In 2001, Fox announced the construction of a 2.3 billion dollar international airport in the municipalities of Texcoco and San Salvador Atenco in the State of México to relieve congestion at the overcrowded Mexico City airport, the busiest in Latin America. This new airport would bring thousands of new jobs to an area ravaged by extreme poverty.

The proposed airport plan would relocate 4,375 families and convert 5,000 ha of farmland. Peasants from these areas resisted relocation and formed the Community Front in Defense of Land in 2002. The protests turned violent as protesters took hostages and state forces had to negotiate their release, while Fox announced no change in plans had been considered. After the federal government's failure to negotiate with the farmers, plans for the new airport had to be abandoned. The protesters, many of whom wore black ski masks made famous by rebels in Chiapas became instant heroes to poor farmers nationwide. while journalists, like Sergio Sarmiento called this issue "the biggest failure" of Fox's tenure and declared:
The precedent is terrible. Never before has the government so openly promoted the use of violence to resolve conflicts.

This is in spite of the 1968 Tlatelolco massacre. Jorge Montaño, a former Mexican ambassador to the United States considered Fox was "naive" to think farmers would easily give up their lands and that his government should have taken more time negotiating with the farmers instead of simply sending out engineers to measure runways and calculate flight paths. Montaño also declared that the compensation these farmers were offered were the minimum allowed under the law (3,000 pesos an acre, roughly 275 US dollars) before raising the offer to 21,000 pesos an acre (1,900 US dollars).

After the cancellation, 76% of Mexicans polled thought more unrest would follow the president during his term.

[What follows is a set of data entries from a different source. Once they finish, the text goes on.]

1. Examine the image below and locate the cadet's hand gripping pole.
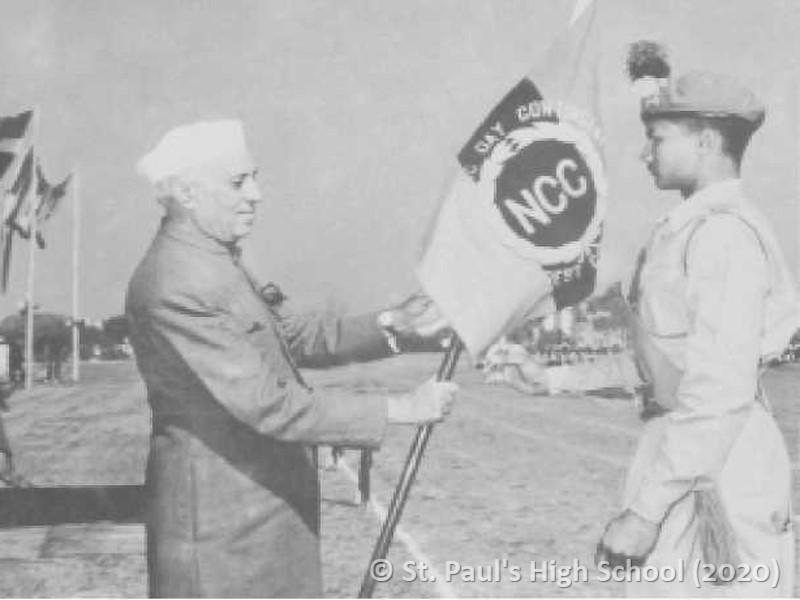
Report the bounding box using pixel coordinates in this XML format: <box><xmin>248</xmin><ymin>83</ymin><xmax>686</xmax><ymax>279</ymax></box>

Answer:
<box><xmin>358</xmin><ymin>334</ymin><xmax>463</xmax><ymax>598</ymax></box>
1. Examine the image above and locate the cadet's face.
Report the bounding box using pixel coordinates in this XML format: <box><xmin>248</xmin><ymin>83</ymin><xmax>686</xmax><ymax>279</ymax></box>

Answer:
<box><xmin>640</xmin><ymin>119</ymin><xmax>701</xmax><ymax>190</ymax></box>
<box><xmin>192</xmin><ymin>168</ymin><xmax>262</xmax><ymax>243</ymax></box>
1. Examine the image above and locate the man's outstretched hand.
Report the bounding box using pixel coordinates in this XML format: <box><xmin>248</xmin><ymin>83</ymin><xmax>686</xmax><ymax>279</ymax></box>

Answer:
<box><xmin>388</xmin><ymin>379</ymin><xmax>458</xmax><ymax>425</ymax></box>
<box><xmin>379</xmin><ymin>291</ymin><xmax>450</xmax><ymax>338</ymax></box>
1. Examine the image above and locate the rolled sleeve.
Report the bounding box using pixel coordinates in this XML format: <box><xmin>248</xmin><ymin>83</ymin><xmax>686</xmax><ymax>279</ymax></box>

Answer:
<box><xmin>275</xmin><ymin>307</ymin><xmax>393</xmax><ymax>367</ymax></box>
<box><xmin>628</xmin><ymin>215</ymin><xmax>767</xmax><ymax>522</ymax></box>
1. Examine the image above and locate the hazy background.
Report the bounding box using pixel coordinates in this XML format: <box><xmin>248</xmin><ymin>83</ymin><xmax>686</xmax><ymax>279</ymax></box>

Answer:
<box><xmin>0</xmin><ymin>0</ymin><xmax>800</xmax><ymax>317</ymax></box>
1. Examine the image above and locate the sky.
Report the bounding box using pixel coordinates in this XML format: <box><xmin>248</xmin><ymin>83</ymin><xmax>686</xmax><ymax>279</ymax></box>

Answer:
<box><xmin>0</xmin><ymin>0</ymin><xmax>800</xmax><ymax>318</ymax></box>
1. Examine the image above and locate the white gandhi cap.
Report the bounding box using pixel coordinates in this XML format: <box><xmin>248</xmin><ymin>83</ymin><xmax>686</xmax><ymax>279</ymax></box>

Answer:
<box><xmin>136</xmin><ymin>119</ymin><xmax>254</xmax><ymax>183</ymax></box>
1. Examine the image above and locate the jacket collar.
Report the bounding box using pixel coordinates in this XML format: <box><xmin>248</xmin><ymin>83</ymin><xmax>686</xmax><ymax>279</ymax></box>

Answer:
<box><xmin>159</xmin><ymin>216</ymin><xmax>242</xmax><ymax>259</ymax></box>
<box><xmin>662</xmin><ymin>178</ymin><xmax>744</xmax><ymax>233</ymax></box>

In May 2006, the PRD-led municipal government was attempting to relocate a group of flower vendors from a market of Texcoco. The group refused to leave and asked the assistance of the Community Front in Defense of the Land who confronted the police with machetes. The situation escalated and police officers were held hostage by the protestors. State and federal forces were sent to the site. According to municipal workers the protesters had felt invincible since the airport incident. The confrontation resulted in two deaths and dozens of injuries. On November 9 of the same year, the Attorney General's office admitted to torture and sexual abuse against the protesters.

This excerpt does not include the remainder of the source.